Sì, amici prendiamo la nostra
copia di Shock (in traduzione
italiana la si trova per Edizioni Lindau, con una deliziosa prefazione di Vito Zagarrio), a metà fra autobiografia, manuale how-to (su come coltivare, per esempio, la propria passione per i
delitti più macabri e i relativi processi mediatici), guida nell'immaginario
della città di Baltimora e ode ai propri miti (Russ Meyer e Herschell Gordon
Lewis). Il regista incoronato «re del vomito» (la cui fenomenologia Waters
ricollega direttamente a Bergman) e del cattivo gusto, dimostra qui le
sue eccellenti doti di scrittore. Brillante, elegante e diretta, la scrittura
di Waters ci introduce alla sua personale visione, cinematografica e sociale.
Pare che sua madre dopo aver letto la bozza di Shock (titolo originale Shock
Value. A Tasteful Book About Bad
Taste) abbia esclamato «Sapevo che avevi dei problemi da
ragazzo ma non avevo idea che fossero così gravi». Noi invece si va in brodo di
giuggiole a leggere la genesi dei Dreamlanders,
la terribile gang con cui Waters realizzò le sue prime, ormai leggendarie
pellicole. Il rapporto con la faccia d’angelo Mary Vivian Pearce (per gli amici
Bonnie), la terribile ed elegantissima Maelcum Soul, Mink Stole (a cui Waters
riconosce, fra tutti, le doti migliori nella recitazione), lo straniante David
Lochary la cui morte segnerà il percorso dei Dreamlanders, e lei «la
donna più bella del mondo», Divine che
Waters racconta senza filtri, dalle vessazioni cui era costretto da adolescente,
ai lussuosi party organizzati a spese di sgomenti genitori, fino
all'acclamazione dell’icona underground (poi mainstream) con il volto creato ad
hoc da Van Smith. Waters racconta, sorridendo sotto i baffetti à la Douglas Fairbanks, di come la
condizione borghese e suburbana della sua famiglia (come si fa a non amare
genitori simili, tratteggiati in modo così eccellente da John Waters?) abbia
generato in lui sin da piccolo l’impulso verso il ribaltamento totale, dapprima
estetico, poi sociale. Waters, serafico, dichiara che tutti da giovani devono
compiere qualcosa al di fuori della legge (badate bene, DA GIOVANI), azioni che
rappresentano le tappe di un sano percorso di vita. Un percorso che è quello di
Waters stesso e dei Dreamland, dai corti alle prime sconvolgenti pellicole (qui
raccontate in preziosi e imperdibili behind
the scenes), Mondo Trasho, Multiple Maniacs, senza dialoghi sincronizzati ma con meravigliose colonne sonore
rock’n roll, Pink Flamingos, definito
dallo stesso regista come un punto di non ritorno, Female Trouble, un vero manifesto estetico (l’immagine serigrafata
di Divine con il taglio alla moicana finì dritta dritta sulle t-shirt dei punk
londinesi) e Desperate Living in cui
Waters coinvolse la strabordante Liz Renay.
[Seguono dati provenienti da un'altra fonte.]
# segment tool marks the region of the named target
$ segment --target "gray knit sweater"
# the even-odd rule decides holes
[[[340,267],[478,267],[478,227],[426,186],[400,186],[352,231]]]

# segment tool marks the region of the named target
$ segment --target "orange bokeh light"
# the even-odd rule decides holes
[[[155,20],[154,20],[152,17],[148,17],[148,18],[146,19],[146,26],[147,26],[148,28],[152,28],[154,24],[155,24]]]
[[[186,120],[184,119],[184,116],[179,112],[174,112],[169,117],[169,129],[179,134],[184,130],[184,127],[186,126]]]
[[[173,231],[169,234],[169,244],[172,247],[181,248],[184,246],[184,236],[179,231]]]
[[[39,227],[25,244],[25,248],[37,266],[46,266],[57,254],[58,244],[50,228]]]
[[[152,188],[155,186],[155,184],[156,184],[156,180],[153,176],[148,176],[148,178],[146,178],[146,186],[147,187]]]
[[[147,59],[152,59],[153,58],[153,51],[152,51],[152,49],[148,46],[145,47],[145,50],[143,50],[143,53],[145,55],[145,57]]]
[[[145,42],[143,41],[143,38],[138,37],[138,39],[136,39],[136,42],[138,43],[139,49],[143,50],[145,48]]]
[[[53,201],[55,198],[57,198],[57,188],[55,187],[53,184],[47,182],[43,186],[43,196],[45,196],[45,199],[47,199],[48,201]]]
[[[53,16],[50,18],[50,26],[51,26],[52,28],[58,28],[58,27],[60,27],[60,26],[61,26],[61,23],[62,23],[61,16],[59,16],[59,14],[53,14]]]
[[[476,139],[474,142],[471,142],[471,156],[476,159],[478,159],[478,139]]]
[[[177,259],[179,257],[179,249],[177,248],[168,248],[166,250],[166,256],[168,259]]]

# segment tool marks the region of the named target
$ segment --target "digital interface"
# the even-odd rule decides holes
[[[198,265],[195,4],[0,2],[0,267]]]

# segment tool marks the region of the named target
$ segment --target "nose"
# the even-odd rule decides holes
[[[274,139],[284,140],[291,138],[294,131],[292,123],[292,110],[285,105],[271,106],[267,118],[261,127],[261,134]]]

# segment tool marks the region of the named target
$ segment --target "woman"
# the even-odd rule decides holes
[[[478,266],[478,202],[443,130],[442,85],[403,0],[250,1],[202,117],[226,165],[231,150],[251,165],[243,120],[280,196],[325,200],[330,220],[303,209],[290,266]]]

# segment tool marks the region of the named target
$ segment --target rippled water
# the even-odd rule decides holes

Imperdibili per comprendere
appieno tutti i dettagli dell’immaginario watersiano i capitoli dedicati a
Baltimora e le due interviste a Russ Meyer e Herschell Gordon Lewis. Nel primo
è descritta, con amorevole sguardo, la fauna che popola la città, donne che
esibiscono acconciature “alveari” sempre più elaborate, bariste stripper, i
camionisti, le lesbiche e i trans non operati che bazzicano i locali giù al
porto (che ritroveremo in Pecker), i
frequentatori dei cinema di serie B e porno (state pensando a A morte Hollywood nevvero?), la signora
Pat della copisteria che si cotona i capelli «come un albero di Natale»,
Mac la signora dei ratti e tutti quei «grandi eccentrici»
che fanno di una città un posto che deve avere qualcosa che valga la pena di
vedere. Nelle interviste Waters invece dichiara tutto il suo amore per i
midnight movies ultracamp di Russ Meyer (qui intervistato insieme alla sua
amante pettoruta Kitten Natividad), in particolare nei confronti di Faster Pussycat! Kill! Kill! e di Tura
Satana, e la grande riverenza nei confronti di Herschell Gordon Lewis,
antesignano re del gore.
Infine è bene ricordare che il
volume è arricchito da ritratti, immagini e rarità fotografiche che completano
l’introduzione all’immaginario scellerato, camp e suburbano di John Waters.